China Issues Draft Amendment to the Trademark Act
The China National Intellectual Property Administration recently took steps to amend the Trademark Act and announced the contents of the Draft Amendment in order to solicit opinions from as wide a section of society as possible. Some of the most notable highlights are as follows:
- Trademark owners will need to actually use their trademarks and it will not be acceptable to reregister unused trademarks every 3 years in order to maintain their validity. The idea is that duplicate filings are a waste of examination resources, so it’s appropriate to close this loophole.

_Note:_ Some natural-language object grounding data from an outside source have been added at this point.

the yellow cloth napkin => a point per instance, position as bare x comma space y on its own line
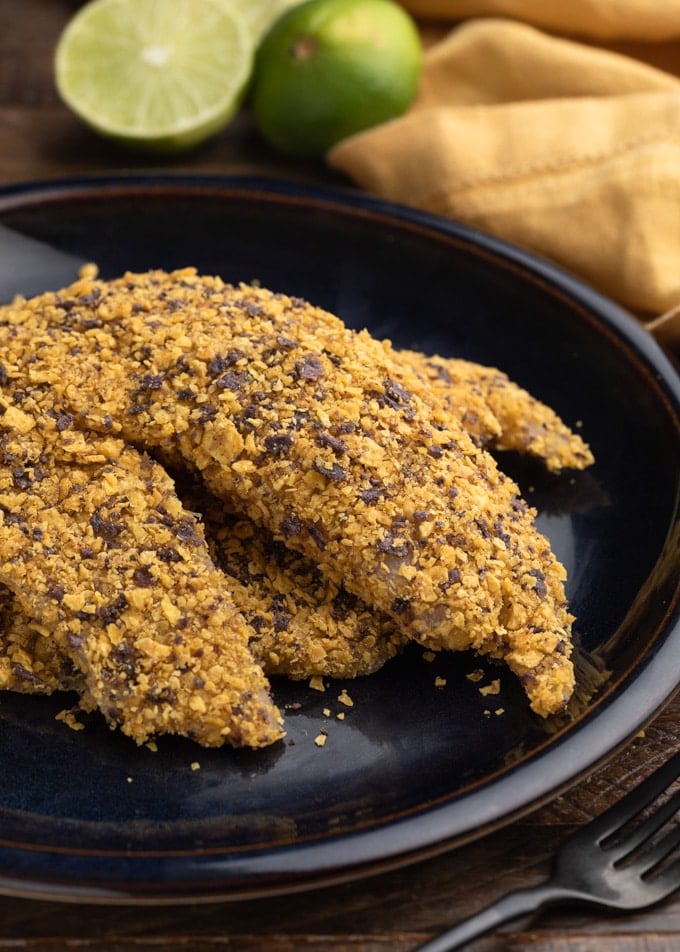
566, 148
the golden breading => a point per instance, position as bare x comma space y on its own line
101, 556
30, 662
317, 433
303, 624
499, 413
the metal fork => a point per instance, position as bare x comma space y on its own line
607, 863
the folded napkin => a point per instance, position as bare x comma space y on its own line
567, 148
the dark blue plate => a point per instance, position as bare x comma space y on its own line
412, 769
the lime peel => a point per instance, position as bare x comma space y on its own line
330, 68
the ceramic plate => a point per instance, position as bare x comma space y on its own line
412, 769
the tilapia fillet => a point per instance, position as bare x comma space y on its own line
319, 434
499, 413
102, 558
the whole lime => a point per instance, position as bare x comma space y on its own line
330, 68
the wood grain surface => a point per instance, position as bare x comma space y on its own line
391, 912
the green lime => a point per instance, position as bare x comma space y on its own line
260, 14
330, 68
157, 74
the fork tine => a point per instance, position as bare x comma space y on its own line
659, 852
651, 825
666, 882
635, 801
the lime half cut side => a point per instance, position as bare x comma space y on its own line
157, 74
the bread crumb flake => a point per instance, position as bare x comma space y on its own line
475, 675
493, 688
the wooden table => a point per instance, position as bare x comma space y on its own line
388, 913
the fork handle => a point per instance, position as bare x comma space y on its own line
508, 907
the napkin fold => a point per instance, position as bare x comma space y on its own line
566, 148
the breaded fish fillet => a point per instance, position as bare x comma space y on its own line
318, 434
303, 624
102, 557
30, 662
499, 413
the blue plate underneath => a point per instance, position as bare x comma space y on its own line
411, 769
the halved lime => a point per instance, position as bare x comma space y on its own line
157, 74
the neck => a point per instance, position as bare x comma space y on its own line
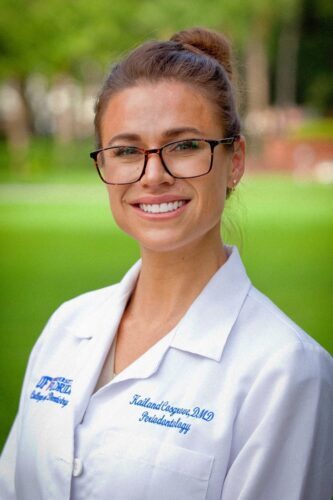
170, 281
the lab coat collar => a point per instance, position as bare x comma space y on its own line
96, 322
205, 327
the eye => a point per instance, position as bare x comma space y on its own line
188, 145
125, 151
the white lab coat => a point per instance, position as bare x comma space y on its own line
235, 403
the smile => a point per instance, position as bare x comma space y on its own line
161, 208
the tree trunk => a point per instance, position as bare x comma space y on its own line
286, 68
257, 76
16, 123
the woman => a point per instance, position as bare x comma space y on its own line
182, 381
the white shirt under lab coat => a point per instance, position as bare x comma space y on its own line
235, 403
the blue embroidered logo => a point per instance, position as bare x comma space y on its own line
54, 389
167, 411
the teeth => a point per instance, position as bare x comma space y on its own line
161, 207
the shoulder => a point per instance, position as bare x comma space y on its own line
265, 340
75, 313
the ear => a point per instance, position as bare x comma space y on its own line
237, 163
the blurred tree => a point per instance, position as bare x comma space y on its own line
315, 83
76, 39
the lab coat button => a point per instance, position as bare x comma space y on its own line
77, 467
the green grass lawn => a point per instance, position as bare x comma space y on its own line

- Trademark owners will be obliged to explain to the relevant authorities the status quo concerning the use of their trademarks every five years. Not complying with this regulation will result in a waiver of the trademark rights and cancellation of the registration. It is hoped that this regulation will force potential and actual trademark owners to consider more carefully about how seriously they need to have a trademark and also that they have a plan to use it.
- The use of a trademark on the internet will now be considered as a valid use referred to in the Trademark Act. Since the internet has increasingly become a popular place for buying and selling goods and services, the Draft Amendment will incorporate using a trademark on the internet as a legitimate use of the trademark.
- Enterprise names and social organization names will be included as prior rights or interests. For a trademark to be registered it cannot encroach upon the existing prior rights of others, so enterprise names and social organization names will be included as another protection object along with those that already have prior rights such as holders of geographical indications, portrait rights, design patent rights, name rights, copyrights and trade name rights.
- Bad faith trademark filings will be dealt with severely. The amendment adds more details about what qualifies as a bad faith filing, and the corresponding penalties will be increased.